I can not understand how Posix allows any thread to unlock (post) on a semaphore. Let's consider following example:
// sem1 and sem2 are a Posix semaphore,
// properly initialized for single process use
// at this point, sem2 is locked, sem1 is unlocked
// x and y are global (non-atomic, non-volatile) integer variables
// thread 1 - is executing right now
rc = sem_wait(&sem1); // succeeded, semaphore is 0 now
x = 42;
y = 142;
sem_post(&sem2);
while (true);
// thread 2. waits for sem2 to be unlocked by thread1
sem_wait(&sem2);
sem_post(&sem1);
// thread 3
sem_wait(&sem1); // wakes up when sem1 is unlocked by thread2
#ifdef __cplusplus
std::cout << "x: " << x << ; y: " << y << "\n";
#else
printf("x: %d; y: %d\n", x, y);
#endif
Now, according to everything I've read, this code is 100% kosher for passover. In thread 3, we are guaranteed to see x
as 42, y
as 142. We are proteced from any race.
But this is what I can't understand. All those threads can potentially be executed on 3 different cores.
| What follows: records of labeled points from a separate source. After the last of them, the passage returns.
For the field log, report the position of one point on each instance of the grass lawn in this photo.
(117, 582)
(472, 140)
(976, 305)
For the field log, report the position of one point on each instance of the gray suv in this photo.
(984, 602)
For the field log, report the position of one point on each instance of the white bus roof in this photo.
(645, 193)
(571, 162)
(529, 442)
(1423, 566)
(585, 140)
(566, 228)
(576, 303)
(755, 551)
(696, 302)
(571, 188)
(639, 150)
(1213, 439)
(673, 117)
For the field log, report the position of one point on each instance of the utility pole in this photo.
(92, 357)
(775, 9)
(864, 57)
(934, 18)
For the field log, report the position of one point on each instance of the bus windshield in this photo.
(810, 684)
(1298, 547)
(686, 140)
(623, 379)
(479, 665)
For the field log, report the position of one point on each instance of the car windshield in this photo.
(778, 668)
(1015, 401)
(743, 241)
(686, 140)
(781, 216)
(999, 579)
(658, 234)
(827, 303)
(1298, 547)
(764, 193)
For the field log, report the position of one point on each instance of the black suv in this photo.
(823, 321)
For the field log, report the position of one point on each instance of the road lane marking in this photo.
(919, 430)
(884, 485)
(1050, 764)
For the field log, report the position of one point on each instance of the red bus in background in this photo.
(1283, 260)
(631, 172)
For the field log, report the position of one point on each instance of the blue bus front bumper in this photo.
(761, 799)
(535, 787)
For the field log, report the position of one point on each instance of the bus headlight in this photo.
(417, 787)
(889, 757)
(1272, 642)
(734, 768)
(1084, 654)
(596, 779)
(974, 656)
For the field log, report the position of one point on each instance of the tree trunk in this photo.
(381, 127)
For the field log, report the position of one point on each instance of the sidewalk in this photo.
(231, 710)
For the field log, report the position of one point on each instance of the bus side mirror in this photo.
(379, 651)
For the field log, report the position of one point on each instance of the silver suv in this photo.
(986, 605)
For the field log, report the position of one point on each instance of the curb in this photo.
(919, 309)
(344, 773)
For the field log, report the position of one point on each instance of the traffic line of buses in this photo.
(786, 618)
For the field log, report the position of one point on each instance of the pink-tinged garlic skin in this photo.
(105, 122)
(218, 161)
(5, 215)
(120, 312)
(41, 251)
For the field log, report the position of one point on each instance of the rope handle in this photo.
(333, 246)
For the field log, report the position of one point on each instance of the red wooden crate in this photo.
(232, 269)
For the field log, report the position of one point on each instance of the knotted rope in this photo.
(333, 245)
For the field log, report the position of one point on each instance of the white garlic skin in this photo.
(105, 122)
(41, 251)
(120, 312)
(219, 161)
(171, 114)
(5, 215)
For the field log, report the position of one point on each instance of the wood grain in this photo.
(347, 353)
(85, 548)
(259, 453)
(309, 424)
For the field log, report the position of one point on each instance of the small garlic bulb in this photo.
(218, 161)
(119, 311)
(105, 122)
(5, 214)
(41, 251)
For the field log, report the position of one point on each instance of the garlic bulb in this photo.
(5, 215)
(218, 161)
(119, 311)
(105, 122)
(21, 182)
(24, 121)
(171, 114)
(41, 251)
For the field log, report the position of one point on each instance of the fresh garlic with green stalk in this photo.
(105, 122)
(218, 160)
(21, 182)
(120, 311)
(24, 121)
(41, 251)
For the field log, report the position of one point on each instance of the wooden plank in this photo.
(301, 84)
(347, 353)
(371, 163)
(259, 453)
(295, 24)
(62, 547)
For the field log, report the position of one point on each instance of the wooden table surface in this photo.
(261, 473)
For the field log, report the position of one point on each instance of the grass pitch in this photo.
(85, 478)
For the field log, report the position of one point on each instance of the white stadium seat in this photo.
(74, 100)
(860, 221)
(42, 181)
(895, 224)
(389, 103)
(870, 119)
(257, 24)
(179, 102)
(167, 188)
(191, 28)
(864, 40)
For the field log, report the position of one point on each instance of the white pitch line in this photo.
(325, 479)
And if the chip doesn't have internally strong memory ordering (ARM, PowerPC) or writes are not-atomic (x86 for unaligned data) how can thread2 on Core2 possibly request Core1 (busy with thread1) to properly release the data / complete writes / etc? As far as I know, there are no such commands!
What I am missing here?
EDIT. Please note, suggested duplicate doesn't answer my question. It reiterates my statement, but doesn't explain how the effect can possibly be achieved. In particular, it doesn't explain how Core2 can put memory barrier on data inside Core1's cache.